I'm currently writing an SSIS package that retrieves data from a stored procedure via an OLE DB Source. The stored procedure contains a rather nasty query that I've been able to improve with the use of temp tables. If I switch these temp tables to table variables, the logical reads jump from about 1.3 million to about 56 million. I'm uncomfortable enough with the 1.3 million, but there is no way that I can be satisfied with the 56 million logical reads. Thus, I can't really convert the temp tables to table variables.

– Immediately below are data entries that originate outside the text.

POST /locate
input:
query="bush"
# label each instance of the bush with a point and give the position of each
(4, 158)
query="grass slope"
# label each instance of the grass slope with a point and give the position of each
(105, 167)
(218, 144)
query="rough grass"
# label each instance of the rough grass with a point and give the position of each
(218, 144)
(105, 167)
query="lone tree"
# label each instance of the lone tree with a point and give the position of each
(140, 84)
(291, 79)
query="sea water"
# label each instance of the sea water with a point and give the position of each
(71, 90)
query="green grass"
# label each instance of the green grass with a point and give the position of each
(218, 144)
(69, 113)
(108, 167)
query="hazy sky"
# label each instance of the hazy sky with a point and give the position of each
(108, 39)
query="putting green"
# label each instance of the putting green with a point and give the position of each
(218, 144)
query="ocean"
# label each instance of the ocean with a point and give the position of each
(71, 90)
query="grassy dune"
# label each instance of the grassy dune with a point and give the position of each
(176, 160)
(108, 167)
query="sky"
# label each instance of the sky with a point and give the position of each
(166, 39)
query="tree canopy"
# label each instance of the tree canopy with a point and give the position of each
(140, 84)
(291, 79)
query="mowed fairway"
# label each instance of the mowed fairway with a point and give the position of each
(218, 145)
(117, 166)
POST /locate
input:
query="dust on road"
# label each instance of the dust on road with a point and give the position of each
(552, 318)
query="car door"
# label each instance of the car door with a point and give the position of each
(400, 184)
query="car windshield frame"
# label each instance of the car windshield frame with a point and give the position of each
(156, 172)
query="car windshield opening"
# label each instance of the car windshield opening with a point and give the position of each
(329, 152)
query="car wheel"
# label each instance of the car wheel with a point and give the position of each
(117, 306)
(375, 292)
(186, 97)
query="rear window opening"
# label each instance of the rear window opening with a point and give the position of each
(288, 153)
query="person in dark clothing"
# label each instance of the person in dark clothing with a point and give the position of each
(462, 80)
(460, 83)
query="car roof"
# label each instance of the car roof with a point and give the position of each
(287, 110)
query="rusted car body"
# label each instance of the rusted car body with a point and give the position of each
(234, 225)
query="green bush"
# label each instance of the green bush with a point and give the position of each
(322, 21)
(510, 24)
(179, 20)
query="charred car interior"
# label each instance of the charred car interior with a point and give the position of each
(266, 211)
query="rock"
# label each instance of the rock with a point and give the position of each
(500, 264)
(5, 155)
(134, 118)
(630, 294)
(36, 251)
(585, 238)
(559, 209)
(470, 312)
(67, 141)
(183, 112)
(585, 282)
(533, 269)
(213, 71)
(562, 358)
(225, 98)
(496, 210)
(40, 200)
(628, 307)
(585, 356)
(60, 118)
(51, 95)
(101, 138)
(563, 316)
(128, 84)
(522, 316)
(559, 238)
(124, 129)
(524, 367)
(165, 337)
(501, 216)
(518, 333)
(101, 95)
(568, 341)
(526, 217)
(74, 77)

However, SSIS (or rather SQL Server) can't resolve the metadata for this query, so the package won't run. I've found a few different solutions online, but none of them seem to work for both SQL Server 2008 and SQL Server 2014. We are currently in the process of upgrading all of our servers to 2014, and this particular package runs against 2008 in DEV, 2014 in QA, and 2008 in production currently. By the fall, the PROD tier will be 2014, and the DEV tier will be promoted sometime after that. Unfortunately, I can't wait until these upgrades happen to release this SSIS package. The data needs to start moving by next week. Thus, I need to figure out a way to get the metadata resolved for both environments. Here's what I've tried so far:
Add a dummy select in an
IF 1=0
block which returns the proper metadata. This works in 2008, but not 2014.Use
SET FMTONLY OFF
at the beginning of the stored procedure. This works in 2008, but not 2014. Furthermore, it causes the stored procedure to run once for each column returned (over 30 in this case), which is a deal-breaker even if it did work.Use
EXEC ... WITH RESULT SETS (( ... ));
. This works in 2014, but not in 2008.Deploy a stored procedure which returns the proper metadata, build and deploy the SSIS package, then modify the stored procedure to the proper version. This hasn't seemed to work in either environment, and this would complicate of any other ETL applications developed within our ETL framework.
If I can't figure anything out, I could either deploy different stored procedures and packages to the different tiers, but I would very much prefer against this. For one, this would complicate future releases, and I would also need to ensure that I don't forget about updating the stored procedure and package once we upgrade the servers.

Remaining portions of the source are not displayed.